Il calo medio del valore aggiunto aziendale, ovvero la differenza tra i ricavi totali aziendali ed i costi correnti si attesta al -38% presentando però una forte variabilità tra le specializzazioni produttive: come si legge nel report le tipologie più “energivore” (aziende con granivori) e quelle con elevato impiego di fertilizzanti (cerealicole, ma anche seminativi, ortofloricole e specializzate in allevamenti bovini da latte) subiscono un maggiore impatto in termini di riduzione del valore aggiunto (rispettivamente con un calo di quasi l’80% nelle “energivore” e compreso tra 50% e 65% nelle aziende con elevato impiego di fertilizzanti). Cambia lo scenario nelle specializzazioni produttive caratterizzate da elevati prezzi del prodotto (frutticole, viticole e orticole) che devono affrontare in misura più contenuta la riduzione di valore aggiunto che rimane comunque significativa intorno al 20%, soglia comunque non toccata dal comparto della viticultura che registra il dato migliore in termini percentuali.
Le variazioni assolute del valore aggiunto aziendale hanno importi che variano dai -5.475 euro per le aziende olivicole (che precede la viticoltura che si attesta a -6.866 euro) ai -99.000 euro per le aziende zootecniche specializzate nell’allevamento di granivori. Perdite sostenute si stimano anche per le aziende specializzate nella produzione di latte vaccino (-47.298 euro di Valore Aggiunto). Guardando alla percentuale di aziende con valore aggiunto negativo per specializzazione produttiva, ovvero quelle situazioni in cui le imprese agricole non sono più in grado acquisire sul mercato i mezzi tecnici per la realizzazione dei propri processi produttivi e far fronte alle spese correnti esplicite con il rischio chiusura già nel breve periodo, lo scenario per le aziende di viticoltura tocca il 3%, la più bassa in assoluto.

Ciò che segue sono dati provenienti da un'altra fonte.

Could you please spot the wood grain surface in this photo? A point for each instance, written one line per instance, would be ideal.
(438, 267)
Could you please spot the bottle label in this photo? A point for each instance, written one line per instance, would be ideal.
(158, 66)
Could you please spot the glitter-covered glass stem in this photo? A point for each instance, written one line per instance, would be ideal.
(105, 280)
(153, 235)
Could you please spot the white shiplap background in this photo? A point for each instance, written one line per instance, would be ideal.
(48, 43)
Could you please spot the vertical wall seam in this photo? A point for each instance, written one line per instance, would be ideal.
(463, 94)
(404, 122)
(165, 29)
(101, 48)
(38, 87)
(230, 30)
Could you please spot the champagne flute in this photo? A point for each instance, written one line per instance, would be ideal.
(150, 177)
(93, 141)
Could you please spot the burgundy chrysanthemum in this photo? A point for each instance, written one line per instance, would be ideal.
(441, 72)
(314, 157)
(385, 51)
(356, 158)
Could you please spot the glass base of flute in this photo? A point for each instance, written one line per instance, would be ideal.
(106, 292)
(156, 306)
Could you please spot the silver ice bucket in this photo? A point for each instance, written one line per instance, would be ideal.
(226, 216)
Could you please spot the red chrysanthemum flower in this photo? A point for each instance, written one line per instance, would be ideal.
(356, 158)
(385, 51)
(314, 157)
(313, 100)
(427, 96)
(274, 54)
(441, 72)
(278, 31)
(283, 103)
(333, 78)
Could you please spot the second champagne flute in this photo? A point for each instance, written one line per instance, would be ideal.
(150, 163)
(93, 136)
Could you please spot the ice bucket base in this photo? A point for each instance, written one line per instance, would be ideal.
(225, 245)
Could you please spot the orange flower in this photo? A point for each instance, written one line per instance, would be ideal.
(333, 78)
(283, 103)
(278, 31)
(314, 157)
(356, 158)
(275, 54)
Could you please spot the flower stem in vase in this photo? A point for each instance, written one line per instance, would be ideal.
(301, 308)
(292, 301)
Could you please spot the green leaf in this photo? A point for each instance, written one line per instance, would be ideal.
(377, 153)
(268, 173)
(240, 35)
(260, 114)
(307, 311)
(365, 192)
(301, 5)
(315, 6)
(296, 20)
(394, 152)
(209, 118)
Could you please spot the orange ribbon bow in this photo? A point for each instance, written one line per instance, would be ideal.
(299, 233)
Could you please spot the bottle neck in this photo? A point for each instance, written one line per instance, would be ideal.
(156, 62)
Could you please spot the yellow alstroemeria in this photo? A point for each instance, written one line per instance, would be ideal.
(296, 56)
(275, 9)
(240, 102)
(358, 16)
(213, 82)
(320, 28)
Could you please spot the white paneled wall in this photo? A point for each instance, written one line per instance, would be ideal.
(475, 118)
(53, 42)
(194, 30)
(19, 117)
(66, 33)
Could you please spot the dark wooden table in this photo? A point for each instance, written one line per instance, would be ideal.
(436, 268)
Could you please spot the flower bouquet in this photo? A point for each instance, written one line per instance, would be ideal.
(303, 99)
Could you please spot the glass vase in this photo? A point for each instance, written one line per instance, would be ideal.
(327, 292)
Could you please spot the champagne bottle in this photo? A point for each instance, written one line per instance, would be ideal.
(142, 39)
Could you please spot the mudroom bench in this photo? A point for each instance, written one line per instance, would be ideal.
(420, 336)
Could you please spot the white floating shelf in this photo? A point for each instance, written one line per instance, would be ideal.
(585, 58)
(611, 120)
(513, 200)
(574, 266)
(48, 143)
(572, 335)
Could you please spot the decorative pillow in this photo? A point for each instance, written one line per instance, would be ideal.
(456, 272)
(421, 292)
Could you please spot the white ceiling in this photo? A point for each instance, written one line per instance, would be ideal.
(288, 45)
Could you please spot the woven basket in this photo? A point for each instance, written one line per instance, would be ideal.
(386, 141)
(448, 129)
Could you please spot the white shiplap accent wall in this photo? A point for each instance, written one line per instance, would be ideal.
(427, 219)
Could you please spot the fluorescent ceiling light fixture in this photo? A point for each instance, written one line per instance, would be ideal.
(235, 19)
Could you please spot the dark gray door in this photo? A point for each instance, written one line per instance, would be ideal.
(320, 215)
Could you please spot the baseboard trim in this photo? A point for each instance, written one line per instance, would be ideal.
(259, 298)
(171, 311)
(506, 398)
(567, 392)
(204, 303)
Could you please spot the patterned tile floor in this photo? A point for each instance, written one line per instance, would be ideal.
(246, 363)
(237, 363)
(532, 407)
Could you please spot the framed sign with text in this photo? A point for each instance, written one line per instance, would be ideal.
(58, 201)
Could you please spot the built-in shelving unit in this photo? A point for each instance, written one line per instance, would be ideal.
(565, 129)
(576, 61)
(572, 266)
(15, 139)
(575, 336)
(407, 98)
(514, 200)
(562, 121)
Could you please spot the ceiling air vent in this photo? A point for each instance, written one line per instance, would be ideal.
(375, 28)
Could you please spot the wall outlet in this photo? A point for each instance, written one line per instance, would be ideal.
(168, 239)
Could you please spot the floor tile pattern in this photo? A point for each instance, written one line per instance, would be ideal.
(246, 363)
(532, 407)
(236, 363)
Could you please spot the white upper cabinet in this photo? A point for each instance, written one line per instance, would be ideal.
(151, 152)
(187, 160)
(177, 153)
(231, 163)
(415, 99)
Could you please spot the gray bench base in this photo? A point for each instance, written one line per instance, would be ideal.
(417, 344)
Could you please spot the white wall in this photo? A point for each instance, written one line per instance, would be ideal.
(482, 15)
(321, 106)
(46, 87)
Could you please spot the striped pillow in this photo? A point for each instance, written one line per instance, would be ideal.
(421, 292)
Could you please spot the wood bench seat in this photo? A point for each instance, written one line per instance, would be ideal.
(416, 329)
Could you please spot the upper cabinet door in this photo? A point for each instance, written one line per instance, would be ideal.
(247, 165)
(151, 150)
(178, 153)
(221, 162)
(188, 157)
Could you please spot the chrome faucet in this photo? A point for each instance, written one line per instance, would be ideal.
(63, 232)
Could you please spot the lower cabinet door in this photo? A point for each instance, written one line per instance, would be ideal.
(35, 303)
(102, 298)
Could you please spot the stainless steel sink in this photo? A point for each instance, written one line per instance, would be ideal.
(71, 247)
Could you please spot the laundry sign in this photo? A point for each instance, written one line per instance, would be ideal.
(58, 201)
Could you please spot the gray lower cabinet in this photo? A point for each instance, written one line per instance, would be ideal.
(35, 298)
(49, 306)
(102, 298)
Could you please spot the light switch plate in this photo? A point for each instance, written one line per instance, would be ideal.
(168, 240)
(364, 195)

In definitiva, l’attuale crisi internazionale congiunturale può determinare in un’azienda agricola su dieci (il valore medio nazionale è pari all’11%) l’incapacità di far fronte alle spese dirette necessarie a realizzare un processo produttivo, estromettendole di fatto dal circuito. Tale percentuale era prima della crisi del tutto irrilevante, pari all’1% delle aziende Rica.
Nello scenario ipotizzato in questo lavoro si stima che il 30% delle aziende su base nazionale possa avere reddito netto negativo, rispetto al 7% registrato prima dell’attuale crisi, sempre con una rilevante variabilità territoriale e di specializzazione produttiva. Le regioni dove le specializzazioni prevalenti sono zootecnia e seminativi (Lombardia in testa, ma anche Emilia-Romagna, Friuli Venezia Giulia) presentano variazioni significativamente più alte della media nazionale. Quelle più vocate alla frutticoltura (olivicoltura compresa), viticoltura e zootecnia estensiva (Trentino-Alto Adige, Valle d’Aosta, Calabria e Puglia) hanno effetti significativamente più bassi della media nazionale.